Cuando se mencionó el Gobierno autónomo, el Parlamento vasco, el estatuto de autonomía, la diferencia de tratamiento de la identidad nacional en Francia y España, etcétera, estas alusiones fueron descartadas con risas o bufidos. Lo único que cuenta, quedó claro, es el pueblo y el poder. He llegado a la conclusión de que lo que tienen en común los embaucadores y los embaucados en política es su afición a hablar del pueblo. Y es que el pueblo es siempre homogéneo (quien no piensa como el pueblo no es pueblo), nunca se engaña a sí mismo sobre lo que necesita (aunque puede ser engañado), tiene todos los derechos sin necesidad siquiera de formularlos inteligiblemente, etcétera. Dando por hecho que el pueblo está de nuestro lado, ya somos mayoría, y además no hay que contar, lo que resulta aún más cómodo. En cuanto al poder, es una cosa a la que hay que resistirse y que está en Madrid. Se insistía mucho en que hubiera sido muy deseable hacer un coloquio como éste que manteníamos en Madrid, "pero eso no era posible". Nadie sabía por qué no era posible (de hecho es muchísimo más fácil hacer un coloquio sobre la autoderminación de Euskadi en Madrid que en Euskadi, y más tranquilo sobre todo), pero se dejaba flotar por la sala un escalofrío represivo. Por lo visto, ETA y la autodeterminación vasca son problemas que tienen en Madrid, pero que los vascos ya hemos resuelto a plena satisfacción de todo el "pueblo". En cuanto al poder, es una cosa que tiene que ver con la Guardia Civil y con Barrionuevo, no con tiros en la nuca, bombas mataniños y constante presión social sobre los disidentes del pueblo... No sé en qué consistirá resistir al poder en la universidad Autónoma de Madrid, pero en la facultad donostiarra de Zorroaga consiste sin lugar a dudas en no doblegarse ante los que el otro día aplaudían a Sádaba.

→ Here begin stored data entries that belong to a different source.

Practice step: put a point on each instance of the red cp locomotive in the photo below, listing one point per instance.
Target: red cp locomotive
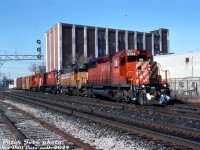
(128, 75)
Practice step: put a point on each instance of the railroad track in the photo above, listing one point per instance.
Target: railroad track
(160, 110)
(171, 135)
(89, 104)
(33, 133)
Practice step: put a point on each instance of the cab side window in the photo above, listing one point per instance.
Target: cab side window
(115, 62)
(123, 61)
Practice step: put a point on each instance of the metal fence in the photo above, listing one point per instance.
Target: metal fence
(185, 89)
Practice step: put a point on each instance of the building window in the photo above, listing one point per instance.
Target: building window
(156, 42)
(101, 36)
(139, 40)
(115, 62)
(101, 52)
(121, 38)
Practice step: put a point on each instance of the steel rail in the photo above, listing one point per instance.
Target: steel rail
(66, 136)
(128, 128)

Y llego a mi momento de cobardía; perdonen si les he hecho esperar demasiado. Cronológicamente debería haber comenzado por él, porque ocurrió al principio del acto que reseño. El religioso que moderaba la sesión se puso en pie y pidió un minuto de silencio por un recluso etarra que se había suicidado esa noche en la cárcel. Durante un par de días se habló de "asesinato" y no "suicidio", pero eran sólo "ganas de enredar", como dice en tales casos Iñaki Esnaola. En fin, había que guardar silencio. Nunca está mal un minuto de silencio, sobre todo en mi caso: y toda muerte merece respeto. Pero mientras callábamos -¡cualquiera se niega sin pasar por provocador a tan forzado homenaje!-, yo pensé empezar y acabar mi intervención diciendo que me disponía a continuar al menos otros tres cuartos de hora de silencio por los últimos muertos de la violencia etarra, incluyendo las víctimas de Hipercor, Zaragoza y los propios guardias civiles asesinados por Lopetegui. Ya ven, no me atreví a decirlo. Por un tonto afán de intervenir en un diálogo de sordos no dije lo único que debía aquella tarde haber sido dicho. Aún tengo mal sabor de boca por haber añadido un minuto de mi silencio a tanto silencio cobarde como retumba en Euskal Herría.